June 15, 2002

Slow day today, as those who unlike me were able to keep their own bodies from breaking down spent most of the night having all sorts of fun and so needed to spend the day sleeping and/or otherwise recuperating. So I took it easy, and finished reading Shogun's Ghost.

If I ever meet the author, he is so going to leave the encounter sporting a permanent limp. Although I still can't say much over the veracity (or lack there of) in his factual data, now that I have reached the end I can confidently state this his presentation was disgustingly one sided. Revisiting my previous Columbine analogy, writing a book about American schools along the same vein would not only have me focusing on tragedies like that to the exclusion of all else, but I would also arrange my presentation to make it seem like the exact same thing either was happening or had the potential to- in every school in the country.

For example, I recognize several of the worst examples Schoolland cited, but what he failed to mention was that nearly all of the worst incidences occurred at the self styled 'reformatory' schools, which advertise themselves as being excessively strict and harsh, in order to straighten out problem students. The way that the data was presented in the book made it seem like these all happened in local-neighborhood-nihon. I don't know what got up this guy's nose to make him so upset at the Japanese educational system (that little anecdote about teaching English to a Japanese college class sure doesn't cut it) but he sure shows his bias to anyone who knows even a little about the subject.

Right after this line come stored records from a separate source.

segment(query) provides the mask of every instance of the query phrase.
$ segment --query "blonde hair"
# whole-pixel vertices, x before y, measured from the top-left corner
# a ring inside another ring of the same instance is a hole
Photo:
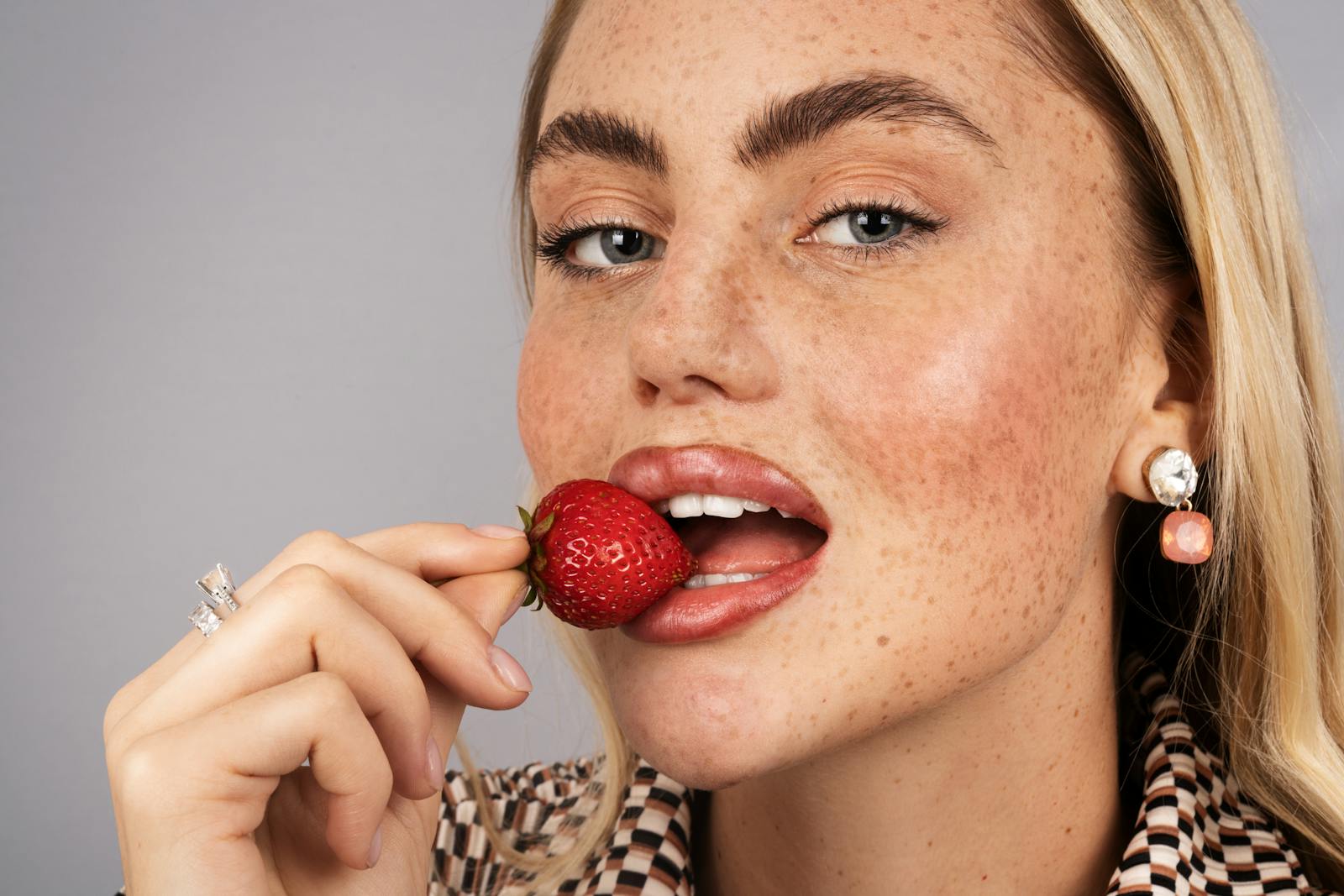
[[[513,203],[528,308],[536,222],[526,161],[581,8],[551,5],[524,89]],[[1172,686],[1207,712],[1211,751],[1274,817],[1312,883],[1344,889],[1344,469],[1327,325],[1269,69],[1235,0],[1038,0],[1021,12],[1005,19],[1008,39],[1110,126],[1134,212],[1122,231],[1134,283],[1193,274],[1173,356],[1189,356],[1181,341],[1199,332],[1183,320],[1207,324],[1214,396],[1200,481],[1218,537],[1208,562],[1157,588],[1157,603],[1188,621]],[[523,501],[539,497],[534,480]],[[582,873],[617,823],[636,762],[586,637],[546,617],[605,744],[597,809],[570,849],[542,856],[505,842],[457,743],[496,854],[536,875],[528,892]]]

Going off on a tangent, I might quite a few schoolchildren yesterday. There were apparently quite a few class trips to the same places we were going (shock and surprise, schools sending children to national historical sites) and one of the on-trip assignments from their English class was to stop and have a short conversation with any gaijin (like moi) they happened to stumble across. So I got to say 'hello' and sign my name in a couple of assignment books (to show they had actually done what they were supposed to) and get my picture taken in a couple of group photos.

Well, even if I didn't get to stay in Kyoto and party, I at least helped some kids get a grade.